IDBROKER_DT="$(curl -s --negotiate -u: "https:/[IDBROKER_HOST]:8444/gateway/dt/knoxtoken/api/v1/token")"
IDBROKER_ACCESS_TOKEN="$(echo "$IDBROKER_DT" | python -c "import json,sys; print(json.load(sys.stdin)['access_token'])")"
IDBROKER_CREDENTIAL_OUTPUT="$(curl -s -H "Authorization: Bearer $IDBROKER_ACCESS_TOKEN" "https://[IDBROKER_HOST]:8444/gateway/aws-cab/cab/api/v1/credentials")"

The credentials can be found in the $IDBROKER_CREDENTIAL_OUTPUT variable.

 

Getting Access Keys in Python 

 

Before getting started, the following libraries are installed:

pip3 install requests requests-kerberos boto3

Then, run the following code:

import requests

from requests_kerberos import HTTPKerberosAuth
r = requests.get("https://[IDBROKER_URL]:8444/gateway/dt/knoxtoken/api/v1/token", auth=HTTPKerberosAuth())

url = "https://[IDBROKER_URL]:8444/gateway/aws-cab/cab/api/v1/credentials"
headers = {
    'Authorization': "Bearer "+ r.json()['access_token'],
    'cache-control': "no-cache"
    }

response = requests.request("GET", url, headers=headers)

ACCESS_KEY=response.json()['Credentials']['AccessKeyId']
SECRET_KEY=response.json()['Credentials']['SecretAccessKey']
SESSION_TOKEN=response.json()['Credentials']['SessionToken']

import boto3
client = boto3.client(
    's3',
    aws_access_key_id=ACCESS_KEY,
    aws_secret_access_key=SECRET_KEY,
    aws_session_token=SESSION_TOKEN,
)

 You can then access your buckets via the following:

data = client.get_object(Bucket='[YOUR_BUCKET]', Key='[FILE_PATH]')
contents = data['Body'].read()

 

Added on 2022-03-25

 

If your user is part of multiple groups with different IDBroker mappings, you might get the following error message:

"Ambiguous group role mappings for the authenticated user."
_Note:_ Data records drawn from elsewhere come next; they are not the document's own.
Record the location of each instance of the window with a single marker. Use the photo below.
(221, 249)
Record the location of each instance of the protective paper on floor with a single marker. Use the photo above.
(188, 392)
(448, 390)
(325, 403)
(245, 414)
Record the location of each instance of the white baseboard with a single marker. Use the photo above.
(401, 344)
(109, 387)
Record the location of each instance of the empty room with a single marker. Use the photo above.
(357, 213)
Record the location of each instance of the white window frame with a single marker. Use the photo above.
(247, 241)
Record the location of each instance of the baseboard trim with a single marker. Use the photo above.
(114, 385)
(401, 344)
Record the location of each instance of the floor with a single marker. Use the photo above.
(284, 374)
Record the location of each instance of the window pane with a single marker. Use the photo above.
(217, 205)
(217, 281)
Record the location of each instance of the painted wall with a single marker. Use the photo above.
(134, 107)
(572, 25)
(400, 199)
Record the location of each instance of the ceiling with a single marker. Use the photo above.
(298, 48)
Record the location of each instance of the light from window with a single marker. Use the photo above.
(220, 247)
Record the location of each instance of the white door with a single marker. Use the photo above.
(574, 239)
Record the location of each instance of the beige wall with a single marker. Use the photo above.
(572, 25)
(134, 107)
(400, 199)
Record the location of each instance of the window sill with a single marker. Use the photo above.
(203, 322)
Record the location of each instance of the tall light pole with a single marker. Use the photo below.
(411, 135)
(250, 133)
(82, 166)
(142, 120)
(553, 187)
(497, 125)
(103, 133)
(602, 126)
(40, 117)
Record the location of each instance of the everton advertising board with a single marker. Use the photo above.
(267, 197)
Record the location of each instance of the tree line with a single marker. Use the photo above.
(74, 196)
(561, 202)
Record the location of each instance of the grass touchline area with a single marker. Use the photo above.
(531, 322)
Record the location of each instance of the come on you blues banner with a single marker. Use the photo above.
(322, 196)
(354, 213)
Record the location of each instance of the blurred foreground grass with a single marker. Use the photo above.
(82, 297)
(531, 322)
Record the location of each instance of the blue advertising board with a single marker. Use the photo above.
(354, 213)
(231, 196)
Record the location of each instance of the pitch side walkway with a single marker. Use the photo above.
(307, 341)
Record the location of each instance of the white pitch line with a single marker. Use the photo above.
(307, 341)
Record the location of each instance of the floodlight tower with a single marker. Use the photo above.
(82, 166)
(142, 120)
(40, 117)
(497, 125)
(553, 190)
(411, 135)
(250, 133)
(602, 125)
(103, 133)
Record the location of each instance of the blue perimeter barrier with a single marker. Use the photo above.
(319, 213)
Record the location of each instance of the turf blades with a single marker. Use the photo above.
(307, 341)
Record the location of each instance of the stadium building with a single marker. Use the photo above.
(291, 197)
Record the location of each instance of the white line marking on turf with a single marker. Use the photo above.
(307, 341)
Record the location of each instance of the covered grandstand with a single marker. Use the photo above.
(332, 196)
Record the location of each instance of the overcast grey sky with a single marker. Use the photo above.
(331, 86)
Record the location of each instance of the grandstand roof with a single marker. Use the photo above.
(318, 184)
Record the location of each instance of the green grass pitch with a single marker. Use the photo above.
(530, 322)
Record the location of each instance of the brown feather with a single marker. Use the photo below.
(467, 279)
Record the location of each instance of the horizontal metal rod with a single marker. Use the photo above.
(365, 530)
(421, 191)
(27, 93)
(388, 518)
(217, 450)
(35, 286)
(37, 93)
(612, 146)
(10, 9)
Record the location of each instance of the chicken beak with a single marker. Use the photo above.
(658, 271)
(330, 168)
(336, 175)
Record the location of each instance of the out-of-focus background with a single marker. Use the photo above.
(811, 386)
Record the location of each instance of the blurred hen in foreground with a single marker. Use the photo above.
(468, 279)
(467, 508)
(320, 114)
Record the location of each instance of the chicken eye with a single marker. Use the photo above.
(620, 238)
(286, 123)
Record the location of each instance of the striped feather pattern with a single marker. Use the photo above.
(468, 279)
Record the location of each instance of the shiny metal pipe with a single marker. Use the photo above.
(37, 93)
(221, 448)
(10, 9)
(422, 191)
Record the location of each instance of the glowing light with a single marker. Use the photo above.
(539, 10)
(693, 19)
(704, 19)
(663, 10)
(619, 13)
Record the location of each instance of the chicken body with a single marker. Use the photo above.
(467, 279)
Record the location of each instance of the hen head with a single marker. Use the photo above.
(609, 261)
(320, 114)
In this case you need to adjust the following line in the code example to specify for which group you would like to get the access credentials: 

url = "https://[IDBROKER_URL]:8444/gateway/aws-cab/cab/api/v1/credentials/group/my_cdp_group"

 

4,316 Views
Comments
avatar
New Contributor

Hi, 

 

Do you have the API Call to do the same but with  Azure abfs 

Thanks, 

avatar
New Contributor

I got unknown CA ssl error for line 3. How did you resolve it?